Fighting bosses is really entertaining, and all of them can be fought repeatedly in a given world given the right conditions and materials. Defeating bosses provides the mainstay and long-term challenge in Terraria, at least until you’re geared for unstructured PvP. All of the bosses are unique and are both surprising and challenging to fight the first few times around.
Combat overall seems to favor high armor values and ranged DPS over magic weapons and spells. Although the magic has the higher ‘cool’ factor and is visually more appealing than melee and ranged projectiles, they don’t seem to pack the punch needed for quickly killing bosses.

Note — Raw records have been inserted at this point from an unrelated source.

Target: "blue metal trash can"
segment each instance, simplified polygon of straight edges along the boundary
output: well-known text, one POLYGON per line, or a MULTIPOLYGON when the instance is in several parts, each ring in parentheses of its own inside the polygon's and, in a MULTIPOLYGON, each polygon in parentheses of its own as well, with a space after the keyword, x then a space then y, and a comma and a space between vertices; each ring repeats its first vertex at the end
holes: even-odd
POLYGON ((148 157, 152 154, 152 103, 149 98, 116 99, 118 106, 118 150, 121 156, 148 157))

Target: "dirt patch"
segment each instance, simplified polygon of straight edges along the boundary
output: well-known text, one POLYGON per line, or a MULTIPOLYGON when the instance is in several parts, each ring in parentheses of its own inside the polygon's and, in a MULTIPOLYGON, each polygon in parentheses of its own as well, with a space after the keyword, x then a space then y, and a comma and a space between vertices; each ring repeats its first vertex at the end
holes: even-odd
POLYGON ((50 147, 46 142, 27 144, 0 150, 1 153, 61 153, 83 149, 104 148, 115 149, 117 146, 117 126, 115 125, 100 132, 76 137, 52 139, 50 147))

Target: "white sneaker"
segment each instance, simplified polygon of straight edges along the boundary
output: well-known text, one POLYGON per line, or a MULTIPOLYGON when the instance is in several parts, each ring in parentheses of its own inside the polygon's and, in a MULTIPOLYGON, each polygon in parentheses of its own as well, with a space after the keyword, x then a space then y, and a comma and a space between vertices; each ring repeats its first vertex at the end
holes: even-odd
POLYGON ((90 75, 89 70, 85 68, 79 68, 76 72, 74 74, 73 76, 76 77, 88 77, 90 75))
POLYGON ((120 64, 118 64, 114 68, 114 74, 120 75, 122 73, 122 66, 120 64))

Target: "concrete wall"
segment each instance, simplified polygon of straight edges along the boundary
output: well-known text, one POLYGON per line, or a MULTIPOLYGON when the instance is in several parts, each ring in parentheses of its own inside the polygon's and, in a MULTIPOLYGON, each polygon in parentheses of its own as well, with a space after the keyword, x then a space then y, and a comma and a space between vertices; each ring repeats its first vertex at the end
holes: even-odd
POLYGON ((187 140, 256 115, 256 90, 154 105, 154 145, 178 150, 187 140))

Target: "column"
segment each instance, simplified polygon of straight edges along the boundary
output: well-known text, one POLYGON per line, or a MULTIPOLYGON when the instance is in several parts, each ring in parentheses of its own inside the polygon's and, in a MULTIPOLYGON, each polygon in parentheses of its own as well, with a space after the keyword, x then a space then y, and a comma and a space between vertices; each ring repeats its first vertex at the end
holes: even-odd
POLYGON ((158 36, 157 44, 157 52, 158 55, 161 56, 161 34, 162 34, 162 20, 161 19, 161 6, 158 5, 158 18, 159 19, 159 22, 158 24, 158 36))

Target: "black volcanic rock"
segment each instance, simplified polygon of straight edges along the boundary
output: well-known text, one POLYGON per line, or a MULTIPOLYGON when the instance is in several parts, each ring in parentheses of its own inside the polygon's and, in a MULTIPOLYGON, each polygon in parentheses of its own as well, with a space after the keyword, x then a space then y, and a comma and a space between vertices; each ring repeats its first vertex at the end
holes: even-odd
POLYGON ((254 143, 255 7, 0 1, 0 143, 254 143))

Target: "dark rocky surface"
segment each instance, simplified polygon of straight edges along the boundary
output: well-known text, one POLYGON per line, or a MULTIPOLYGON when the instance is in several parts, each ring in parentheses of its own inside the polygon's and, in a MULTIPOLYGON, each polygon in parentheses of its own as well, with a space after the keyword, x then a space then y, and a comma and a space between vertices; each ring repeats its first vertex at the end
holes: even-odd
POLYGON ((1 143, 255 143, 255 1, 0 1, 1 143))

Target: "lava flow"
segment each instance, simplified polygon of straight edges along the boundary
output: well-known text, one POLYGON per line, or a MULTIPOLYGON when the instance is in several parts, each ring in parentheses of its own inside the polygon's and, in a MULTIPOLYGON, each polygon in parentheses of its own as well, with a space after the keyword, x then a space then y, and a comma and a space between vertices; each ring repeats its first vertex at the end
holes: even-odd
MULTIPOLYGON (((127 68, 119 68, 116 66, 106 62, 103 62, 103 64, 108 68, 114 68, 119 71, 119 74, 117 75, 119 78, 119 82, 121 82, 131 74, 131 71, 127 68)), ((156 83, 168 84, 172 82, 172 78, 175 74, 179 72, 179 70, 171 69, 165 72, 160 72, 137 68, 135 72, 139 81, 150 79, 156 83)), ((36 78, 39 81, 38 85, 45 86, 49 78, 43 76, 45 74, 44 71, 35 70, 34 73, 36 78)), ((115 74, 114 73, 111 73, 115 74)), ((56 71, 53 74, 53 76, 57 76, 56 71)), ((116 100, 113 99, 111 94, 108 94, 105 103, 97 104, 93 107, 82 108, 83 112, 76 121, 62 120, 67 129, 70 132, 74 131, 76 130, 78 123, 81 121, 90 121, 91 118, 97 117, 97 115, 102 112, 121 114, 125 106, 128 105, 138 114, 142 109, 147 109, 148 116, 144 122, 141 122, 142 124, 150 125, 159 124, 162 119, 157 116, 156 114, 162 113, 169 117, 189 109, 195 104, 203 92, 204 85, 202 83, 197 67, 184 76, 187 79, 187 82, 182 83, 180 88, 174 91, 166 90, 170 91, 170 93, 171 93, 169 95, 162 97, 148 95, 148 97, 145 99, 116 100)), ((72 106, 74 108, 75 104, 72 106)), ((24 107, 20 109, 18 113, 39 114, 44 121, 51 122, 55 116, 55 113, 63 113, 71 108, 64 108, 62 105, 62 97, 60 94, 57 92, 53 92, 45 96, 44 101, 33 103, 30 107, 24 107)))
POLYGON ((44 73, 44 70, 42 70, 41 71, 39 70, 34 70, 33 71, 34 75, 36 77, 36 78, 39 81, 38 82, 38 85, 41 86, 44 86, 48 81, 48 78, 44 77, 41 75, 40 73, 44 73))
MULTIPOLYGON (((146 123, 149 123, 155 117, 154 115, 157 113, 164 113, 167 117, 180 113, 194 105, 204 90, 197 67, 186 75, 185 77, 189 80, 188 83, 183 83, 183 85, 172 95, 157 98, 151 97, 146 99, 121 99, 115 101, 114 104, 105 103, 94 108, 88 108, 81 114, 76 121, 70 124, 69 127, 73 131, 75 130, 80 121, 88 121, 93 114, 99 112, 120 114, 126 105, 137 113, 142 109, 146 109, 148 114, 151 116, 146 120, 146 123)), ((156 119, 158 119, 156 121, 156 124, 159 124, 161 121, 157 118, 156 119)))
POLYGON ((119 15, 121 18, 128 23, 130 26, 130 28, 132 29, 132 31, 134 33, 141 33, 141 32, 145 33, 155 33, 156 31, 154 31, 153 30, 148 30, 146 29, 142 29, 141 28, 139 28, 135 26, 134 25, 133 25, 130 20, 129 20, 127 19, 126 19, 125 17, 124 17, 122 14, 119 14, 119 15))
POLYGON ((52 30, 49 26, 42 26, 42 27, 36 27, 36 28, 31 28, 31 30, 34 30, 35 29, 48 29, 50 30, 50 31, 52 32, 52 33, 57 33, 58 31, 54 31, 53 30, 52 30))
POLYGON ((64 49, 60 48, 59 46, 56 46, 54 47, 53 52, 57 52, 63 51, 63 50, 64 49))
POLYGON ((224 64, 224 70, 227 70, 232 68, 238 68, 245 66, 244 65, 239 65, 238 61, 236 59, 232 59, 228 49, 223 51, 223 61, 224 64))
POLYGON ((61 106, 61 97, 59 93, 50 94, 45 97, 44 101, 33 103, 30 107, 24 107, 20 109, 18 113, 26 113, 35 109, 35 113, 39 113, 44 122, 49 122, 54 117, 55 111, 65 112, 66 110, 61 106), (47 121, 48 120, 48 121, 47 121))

Technical Issues and Limitations
Terraria originally suffered from a number of technical issues – many of which have been patched out over the last couple of years – but some game crashing and lag related issues still remain. Over the course of normal play the game is largely very stable, but one of the more annoying things that players will regularly encounter is the way liquids update in large lulls and chucks; during these large chunky updates it’s possible to accidentally clip into walls and die or be carried off by an invisible stream of water (or worse, fiery lava).
People hosting their own servers may experience crashes or lag when saving the game world or alt-tabbing, and players on the other side of the connection may sometimes become desynchronized and see phantom enemies or pieces of bosses attempting to attack them long after the danger has subsided. Terraria isn’t very tolerant of poor connections or large numbers of particle effects. Very often players will drop out with quick timeouts, and some enemies in the upper echelons of the Pumpkin and Frost Moon events can create enough particle effects to bring an NVIDIA 690 GTX to its knees. One of the largest limitations of Terraria is the engine it uses, which was built on Microsoft’s XNA platform, so it’s not available on all major platforms yet. Both Mac and Linux ports are in development, but it would have been nice to have the game on these platforms a bit sooner.
A floating fortress in the sky – no monster has broken these walls.
Besides a couple of technical issues here and there, Terraria is a real joy to play. It has a strong single player and multiplayer experience, tons of content, cool bosses, and a solid set of gameplay mechanics. A lot of time, care, and love went into the making of Terraria, and it continues on to this day in the form of various bug fixes and tweaks. Word is there’s a 1.3 update coming “soon,” which is phenomenal news for fans of the game. Though it may not be the prettiest 2D game on the market, it’s certainly one of my favorites. If you don’t already own it, I highly recommend it.